Note that lesions are not limited to animals or humans; damaged plants are said to have lesions.

Effects[]

Lesions or ablation in psychology or an ablation experiment or lesion experiment is the removal of tissue to explore its function and was a basic research methodology in physiological psychology in the earlier part of the 20th century. The approach was refined in 1824 by Marie Jean Pierre Flourens, a French physiologist. It is used as a research tool in neurobiology. For example, by ablating specific brain regions and observing differences in animals subjected to behavioral tests, the functions of the removed areas may be inferred.

Studies show there is a correlation between lesion in the brain and language, speech, and category-specific disorders. However, lesions in Broca's and Wernicke's areas are not found to alter language comprehension.

Lesion in the amygdala would eliminate the enhanced activation seen in occipital and fusiform visual areas in response to fear with the area intact. Amygdala lesions change the functional pattern of activation to emotional stimuli in regions that are distant from the amygdala.

Lesion size is correlated with severity, recovery, and comprehension.

In the Wisconsin Card Sorting Test with unilateral frontal or nonfrontal lesions, patients with left frontal lesions did more poorly but had high perseverative error scores. In right frontal and nonfrontal lesions are impaired but due to differences in patients.
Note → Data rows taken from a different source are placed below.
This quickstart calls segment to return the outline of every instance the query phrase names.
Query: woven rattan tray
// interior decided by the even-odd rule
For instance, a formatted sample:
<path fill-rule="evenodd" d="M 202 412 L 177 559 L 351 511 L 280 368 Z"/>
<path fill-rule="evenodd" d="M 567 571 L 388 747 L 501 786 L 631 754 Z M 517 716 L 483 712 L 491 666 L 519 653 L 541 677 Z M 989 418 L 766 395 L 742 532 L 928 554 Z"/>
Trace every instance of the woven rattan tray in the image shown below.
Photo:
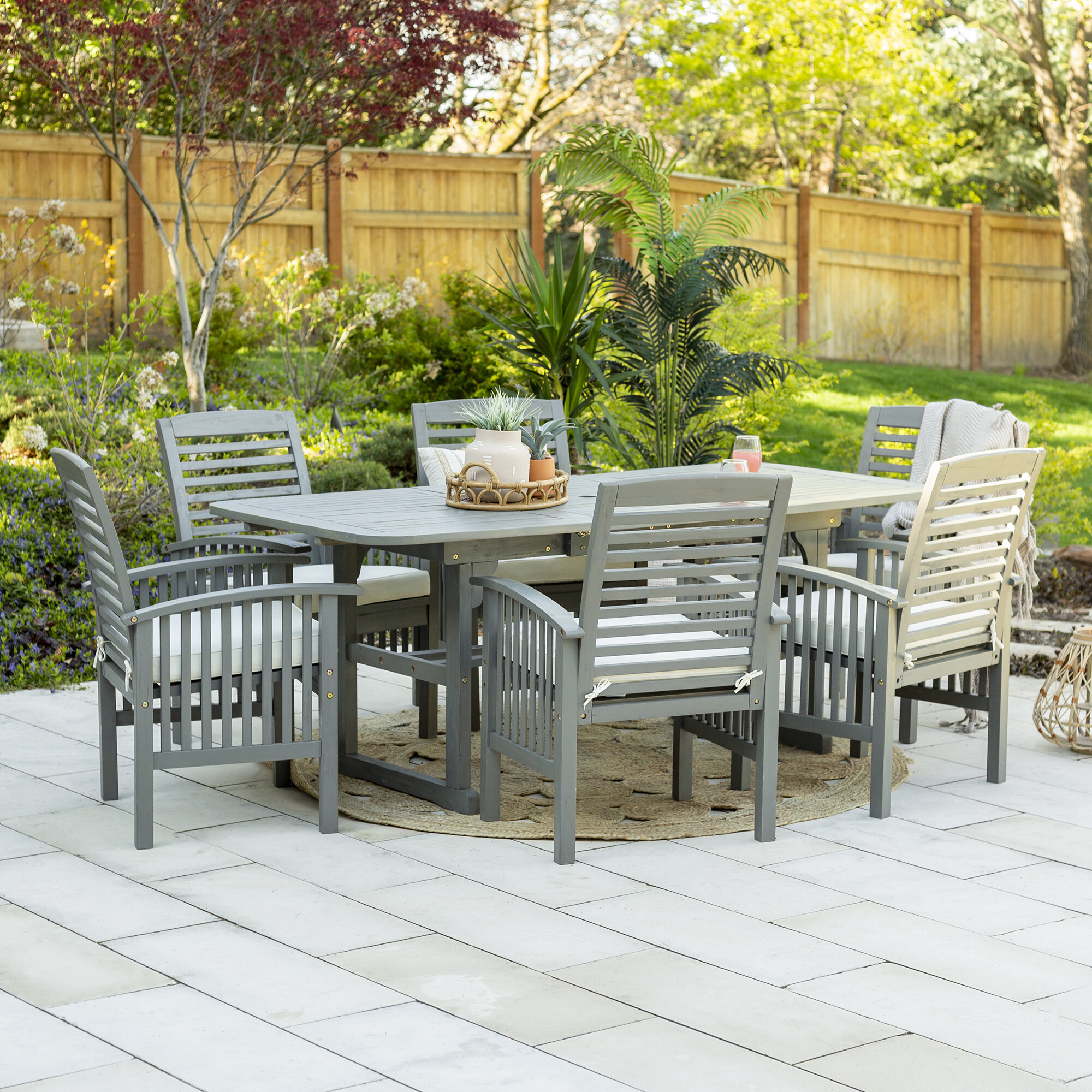
<path fill-rule="evenodd" d="M 480 467 L 488 482 L 470 482 L 466 472 Z M 447 503 L 451 508 L 472 508 L 496 512 L 498 509 L 554 508 L 569 499 L 569 475 L 558 471 L 545 482 L 501 482 L 485 463 L 467 463 L 458 474 L 449 474 Z"/>

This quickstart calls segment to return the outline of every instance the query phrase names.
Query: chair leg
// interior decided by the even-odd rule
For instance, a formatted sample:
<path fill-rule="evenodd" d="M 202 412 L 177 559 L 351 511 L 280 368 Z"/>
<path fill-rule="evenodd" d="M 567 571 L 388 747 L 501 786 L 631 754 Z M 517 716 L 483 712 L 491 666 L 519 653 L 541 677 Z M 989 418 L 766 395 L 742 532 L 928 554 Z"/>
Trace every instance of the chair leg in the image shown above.
<path fill-rule="evenodd" d="M 672 799 L 689 800 L 693 798 L 693 733 L 681 727 L 680 716 L 673 717 L 672 723 L 675 725 L 672 747 Z"/>
<path fill-rule="evenodd" d="M 1009 657 L 1006 654 L 986 672 L 989 688 L 986 711 L 986 781 L 1005 781 L 1009 747 Z"/>
<path fill-rule="evenodd" d="M 910 698 L 899 699 L 899 743 L 917 743 L 917 702 Z"/>
<path fill-rule="evenodd" d="M 752 713 L 755 723 L 755 841 L 772 842 L 778 834 L 778 703 Z M 746 760 L 745 760 L 746 761 Z M 747 762 L 750 765 L 750 762 Z M 735 756 L 733 755 L 733 769 Z"/>
<path fill-rule="evenodd" d="M 891 815 L 891 748 L 894 744 L 894 691 L 877 687 L 873 695 L 873 761 L 868 814 Z"/>
<path fill-rule="evenodd" d="M 284 702 L 281 700 L 281 688 L 273 687 L 273 738 L 283 744 L 284 735 Z M 321 776 L 321 775 L 320 775 Z M 273 763 L 273 784 L 277 788 L 292 786 L 292 763 L 287 759 L 277 759 Z"/>
<path fill-rule="evenodd" d="M 151 674 L 151 673 L 150 673 Z M 151 688 L 146 699 L 133 701 L 133 844 L 151 850 L 155 842 L 155 811 L 152 794 L 153 712 Z M 168 699 L 167 715 L 170 715 Z"/>
<path fill-rule="evenodd" d="M 98 668 L 98 773 L 104 800 L 118 798 L 118 691 Z"/>
<path fill-rule="evenodd" d="M 755 780 L 755 763 L 746 755 L 732 752 L 732 769 L 728 773 L 728 788 L 747 792 Z"/>
<path fill-rule="evenodd" d="M 575 714 L 567 710 L 554 723 L 554 862 L 572 865 L 577 862 Z"/>
<path fill-rule="evenodd" d="M 416 626 L 413 631 L 414 651 L 428 649 L 428 627 Z M 435 739 L 439 734 L 439 691 L 428 682 L 414 679 L 414 701 L 417 707 L 417 735 L 422 739 Z"/>
<path fill-rule="evenodd" d="M 482 673 L 475 667 L 471 672 L 471 732 L 482 729 Z"/>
As a result, medial frontal lesions are associated with poor performance.


Ablative brain surgery[]

Ablative brain surgery is the surgical ablation by burning or freezing of brain tissue to treat neurological or psychological disorders. The lesions it causes are irreversible.

Mass action and equipotentiality[]

The Mass-action Principle is one of two principles that Karl Lashley published in 1950, alongside the equipotentiality principle. The mass-action principle stated that the reduction in learning is proportional to the amount of tissue destroyed, and the more complex the learning task, the more disruptive the lesions are.[1] In other words, memory can not be localized to a cortical area, but is instead distributed through the cortex.

Lashley's research was an attempt to find the parts of the brain that were responsible for learning and memory traces, a hypothetical structure he called the engram. He trained rats to perform specific tasks (seeking a food reward), then lesioned varying portions of the rat cortex, either before or after the animals received the training depending upon the experiment. The amount of cortical tissue removed had specific effects on acquisition and retention of knowledge, but the location of the removed cortex had no effect on the rats' performance in the maze. This led Lashley to conclude that memories are not localized but widely distributed across the cortex.